The key to the puzzle is that our numerology is exponential in nature.

As for your probability puzzle,
p(k,n) = 1/n * ( H[n] - H[k-1] )
where H[n] is the nth term of the Harmonic Series

Some interesting bits here.
p(n,n) = 1/n^2 trivially.

p(n-1,n) = 1/n (1/n-1 + 1/n)
= 1/n ((2n-1)/(n(n-1))
= 1/n^2 (2n-1)/(n-1)
= 1/n^2 (2 + 1/(n-1))

p(n-1,n)/p(n,n) = 2 + 1/(n-1)

The tail of this curve starts out at a 3:1 ratio, decending to a 2:1 ratio in the limit. Similarly
p(n-2,n)/p(n,n) = 3 + (3n+4)/(n-2)(n-1)

Hah! 3:1. Any guesses how the rest of the terms go?

See also Power Law

Danil,

See below from The New York Times referring to Dow Jones index. This is explains why Benfords law doesn't work for normal distributions, e.g. lottery's were the balls are numbered but they could be labelled with anything, e.g. girls names and does for any real set of numbers,e.g. tax returns. The law is Log(d + 1/d) and shows 1 has a 30% likelyhood whereas 9 only has a 4.6% likelyhood.

To illustrate Benford's Law, Dr. Mark J. Nigrini offered this example:

"If we think of the Dow Jones stock average as 1,000, our first digit would be 1.

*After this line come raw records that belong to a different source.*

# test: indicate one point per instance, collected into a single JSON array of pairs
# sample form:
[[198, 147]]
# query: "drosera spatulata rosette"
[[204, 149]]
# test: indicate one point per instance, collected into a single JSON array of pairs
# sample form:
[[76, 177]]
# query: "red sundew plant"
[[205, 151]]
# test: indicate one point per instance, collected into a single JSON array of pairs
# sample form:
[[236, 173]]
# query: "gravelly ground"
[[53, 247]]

"To get to a Dow Jones average with a first digit of 2, the average must increase to 2,000, and getting from 1,000 to 2,000 is a 100 percent increase.

"Let's say that the Dow goes up at a rate of about 20 percent a year. That means that it would take five years to get from 1 to 2 as a first digit.

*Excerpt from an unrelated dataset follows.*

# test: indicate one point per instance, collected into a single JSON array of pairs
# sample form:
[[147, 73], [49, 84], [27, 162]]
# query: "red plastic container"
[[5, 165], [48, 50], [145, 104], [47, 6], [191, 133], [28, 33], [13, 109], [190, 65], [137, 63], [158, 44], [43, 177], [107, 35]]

"But suppose we start with a first digit 5. It only requires a 20 percent increase to get from 5,000 to 6,000, and that is achieved in one year.

"When the Dow reaches 9,000, it takes only an 11 percent increase and just seven months to reach the 10,000 mark, which starts with the number 1. At that point you start over with the first digit a 1, once again. Once again, you must double the number -- 10,000 -- to 20,000 before reaching 2 as the first digit.

"As you can see, the number 1 predominates at every step of the progression, as it does in logarithmic sequences."